Franz Mauelshagen: The Waning of Neoliberalism - Global Climate Governance in Transition
COP26 was the site of remarkable side events. There was a 4-days People's Summit and a constant flow of happenings, get-togethers and online-campaigns. There was much appreciation of all of this inside the COP26 zone, a 'Youth Day', a Barack Obama lauding German FFF activist Luisa Neubauer, and a UN General Secretary, who, like many, seems to be much more comfortable with those folks: 'I am inspired by the mobilisation of civil society, by the moral voice of young people keeping our feet to the fire'. How are those messages communicated? How do activists themselves reflect on the efficiency of their visual representations, when it comes to action in the 'real world'? David Shim ('Imaging Cannot Be Separated From Imagining') together with Gijs de Vries contribute a practice theoretical reflection that adds to the Centre's interest in political narratives with a visual dimension and their topic is: Fridays for Future.
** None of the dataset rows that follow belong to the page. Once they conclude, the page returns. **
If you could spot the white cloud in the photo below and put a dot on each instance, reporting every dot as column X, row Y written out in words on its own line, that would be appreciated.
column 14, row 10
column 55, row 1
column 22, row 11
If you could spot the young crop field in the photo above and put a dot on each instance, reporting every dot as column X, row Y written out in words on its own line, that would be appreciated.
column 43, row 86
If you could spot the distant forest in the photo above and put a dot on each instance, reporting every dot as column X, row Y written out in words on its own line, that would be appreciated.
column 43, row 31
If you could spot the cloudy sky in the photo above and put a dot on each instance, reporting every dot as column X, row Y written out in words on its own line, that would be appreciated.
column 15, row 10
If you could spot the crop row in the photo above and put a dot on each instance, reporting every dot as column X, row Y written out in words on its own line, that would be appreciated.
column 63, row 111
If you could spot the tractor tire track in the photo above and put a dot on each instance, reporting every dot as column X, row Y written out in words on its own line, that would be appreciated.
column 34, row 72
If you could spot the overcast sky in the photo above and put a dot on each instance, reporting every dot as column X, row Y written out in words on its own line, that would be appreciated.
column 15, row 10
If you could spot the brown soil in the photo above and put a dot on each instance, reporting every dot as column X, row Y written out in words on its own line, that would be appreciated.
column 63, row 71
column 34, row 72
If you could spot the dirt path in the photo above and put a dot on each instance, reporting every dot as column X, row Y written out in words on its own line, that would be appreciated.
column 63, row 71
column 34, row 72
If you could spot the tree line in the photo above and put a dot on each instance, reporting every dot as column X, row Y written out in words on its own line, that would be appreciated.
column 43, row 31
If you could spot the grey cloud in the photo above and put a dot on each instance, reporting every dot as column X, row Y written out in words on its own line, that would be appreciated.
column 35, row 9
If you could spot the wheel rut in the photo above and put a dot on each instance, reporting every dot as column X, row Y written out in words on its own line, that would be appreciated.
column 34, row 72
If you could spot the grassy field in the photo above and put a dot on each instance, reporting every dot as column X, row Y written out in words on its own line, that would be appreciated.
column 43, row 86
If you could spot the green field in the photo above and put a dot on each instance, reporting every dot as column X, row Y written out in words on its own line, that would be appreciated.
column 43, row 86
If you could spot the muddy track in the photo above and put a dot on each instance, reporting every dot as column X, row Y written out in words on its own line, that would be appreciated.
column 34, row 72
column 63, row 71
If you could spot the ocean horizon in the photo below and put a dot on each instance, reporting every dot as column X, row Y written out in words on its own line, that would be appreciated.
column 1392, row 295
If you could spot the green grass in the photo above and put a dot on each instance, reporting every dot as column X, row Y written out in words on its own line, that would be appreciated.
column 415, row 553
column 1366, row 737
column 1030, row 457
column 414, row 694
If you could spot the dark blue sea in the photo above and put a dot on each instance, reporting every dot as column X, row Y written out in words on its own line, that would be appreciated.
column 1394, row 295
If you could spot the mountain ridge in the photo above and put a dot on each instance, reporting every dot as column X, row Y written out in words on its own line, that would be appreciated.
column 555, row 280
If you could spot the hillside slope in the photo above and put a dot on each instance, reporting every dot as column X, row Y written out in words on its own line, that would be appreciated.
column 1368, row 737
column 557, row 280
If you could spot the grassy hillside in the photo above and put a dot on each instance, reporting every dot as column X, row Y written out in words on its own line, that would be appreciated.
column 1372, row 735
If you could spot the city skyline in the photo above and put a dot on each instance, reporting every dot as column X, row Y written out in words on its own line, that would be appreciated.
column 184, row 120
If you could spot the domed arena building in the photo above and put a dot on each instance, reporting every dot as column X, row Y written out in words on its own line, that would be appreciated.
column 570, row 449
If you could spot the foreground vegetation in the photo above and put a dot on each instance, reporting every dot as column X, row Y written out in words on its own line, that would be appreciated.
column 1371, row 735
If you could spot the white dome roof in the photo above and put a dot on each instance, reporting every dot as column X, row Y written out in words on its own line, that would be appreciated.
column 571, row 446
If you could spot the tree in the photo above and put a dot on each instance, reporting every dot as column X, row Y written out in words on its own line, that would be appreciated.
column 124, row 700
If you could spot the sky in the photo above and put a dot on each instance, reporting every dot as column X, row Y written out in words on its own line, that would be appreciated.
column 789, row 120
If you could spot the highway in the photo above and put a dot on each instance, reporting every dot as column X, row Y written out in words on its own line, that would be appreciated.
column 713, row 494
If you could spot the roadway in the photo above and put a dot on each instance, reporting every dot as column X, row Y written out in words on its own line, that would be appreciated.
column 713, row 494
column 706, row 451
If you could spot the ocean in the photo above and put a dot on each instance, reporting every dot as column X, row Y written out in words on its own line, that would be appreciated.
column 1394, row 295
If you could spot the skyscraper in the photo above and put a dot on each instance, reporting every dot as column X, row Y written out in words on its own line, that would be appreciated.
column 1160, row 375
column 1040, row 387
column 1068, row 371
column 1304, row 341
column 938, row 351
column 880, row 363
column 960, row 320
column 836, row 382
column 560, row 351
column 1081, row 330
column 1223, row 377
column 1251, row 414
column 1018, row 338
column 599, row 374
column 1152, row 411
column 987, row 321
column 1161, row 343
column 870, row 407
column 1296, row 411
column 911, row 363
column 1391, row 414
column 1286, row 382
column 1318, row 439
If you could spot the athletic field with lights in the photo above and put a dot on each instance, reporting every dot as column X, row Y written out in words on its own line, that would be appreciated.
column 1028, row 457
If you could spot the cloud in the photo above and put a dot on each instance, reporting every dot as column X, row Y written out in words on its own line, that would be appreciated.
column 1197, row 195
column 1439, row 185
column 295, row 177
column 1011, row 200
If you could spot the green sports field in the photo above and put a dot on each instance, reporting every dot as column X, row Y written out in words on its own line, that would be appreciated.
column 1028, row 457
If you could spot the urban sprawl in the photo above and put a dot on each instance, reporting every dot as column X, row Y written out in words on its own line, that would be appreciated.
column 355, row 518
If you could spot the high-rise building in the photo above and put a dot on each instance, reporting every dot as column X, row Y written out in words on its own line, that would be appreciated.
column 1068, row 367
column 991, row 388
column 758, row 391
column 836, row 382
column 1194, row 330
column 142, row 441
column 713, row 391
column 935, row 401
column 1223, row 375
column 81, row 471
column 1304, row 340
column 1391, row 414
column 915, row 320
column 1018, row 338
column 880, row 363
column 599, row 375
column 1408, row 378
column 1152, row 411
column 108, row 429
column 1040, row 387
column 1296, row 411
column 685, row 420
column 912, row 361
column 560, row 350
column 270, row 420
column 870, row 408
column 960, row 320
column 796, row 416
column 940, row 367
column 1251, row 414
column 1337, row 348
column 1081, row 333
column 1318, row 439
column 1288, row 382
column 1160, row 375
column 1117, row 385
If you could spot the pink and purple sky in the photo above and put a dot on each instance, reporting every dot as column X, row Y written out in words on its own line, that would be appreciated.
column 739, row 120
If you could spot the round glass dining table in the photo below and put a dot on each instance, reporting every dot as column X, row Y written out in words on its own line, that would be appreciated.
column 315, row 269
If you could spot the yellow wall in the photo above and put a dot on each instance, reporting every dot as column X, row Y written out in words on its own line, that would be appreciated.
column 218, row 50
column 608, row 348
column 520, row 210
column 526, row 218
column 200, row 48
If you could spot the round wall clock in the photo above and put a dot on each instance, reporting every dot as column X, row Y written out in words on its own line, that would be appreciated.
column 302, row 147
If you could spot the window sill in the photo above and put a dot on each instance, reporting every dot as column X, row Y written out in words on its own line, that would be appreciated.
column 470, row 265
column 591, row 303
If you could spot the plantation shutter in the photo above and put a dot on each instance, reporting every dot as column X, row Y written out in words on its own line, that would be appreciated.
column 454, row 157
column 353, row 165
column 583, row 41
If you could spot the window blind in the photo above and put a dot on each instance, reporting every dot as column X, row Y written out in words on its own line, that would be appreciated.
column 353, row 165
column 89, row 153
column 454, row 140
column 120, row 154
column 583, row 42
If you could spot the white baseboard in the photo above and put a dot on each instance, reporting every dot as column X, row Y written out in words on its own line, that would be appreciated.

David Shim and Gijs de Vries: '#UprootTheSystem – Exploring Fridays for Future’s Visual Climate Storytelling'
The conundrum of many contemporary developments is the fact that seemingly small details attain symbolic power and thereby move digital masses, social movements, portions of civil society and ultimately public discourse with a sense of urgency and alarm. The pandemic, the climate emergency. The remarkable change in perception over time. A statement by Johan Rockstöm, now four years ago, that in the 1980s we – as he said – may have told the wrong story. The urgency of climate change was only triggered, after the problem was associated with individual health. 'It shortens your life. Do you really want that? Is that a cool future? Why do you want a coal mine, a dirty risky job, a sector that kills people, a sector that shortens life … ?'. In a remarkable approach, Ayşem Mert links those contemporary worries – 'Corona, Glasgow, and Beyond' – to a reflection on fantasies and sources of the subconscious as motivating forces, especially in times of uncertainty. Psychic factors are interrelated with other (material, economic, moral) factors and may provide tipping points towards and inclination for stability or change.
This rich bouquet of contributions also added to the Centre's Midterm Conference on 'New Avenues of Global Cooperation Research' with most of Quarterly authors participating. The Centre's Cooperadio podcast will continue the discussion during the upcoming weeks.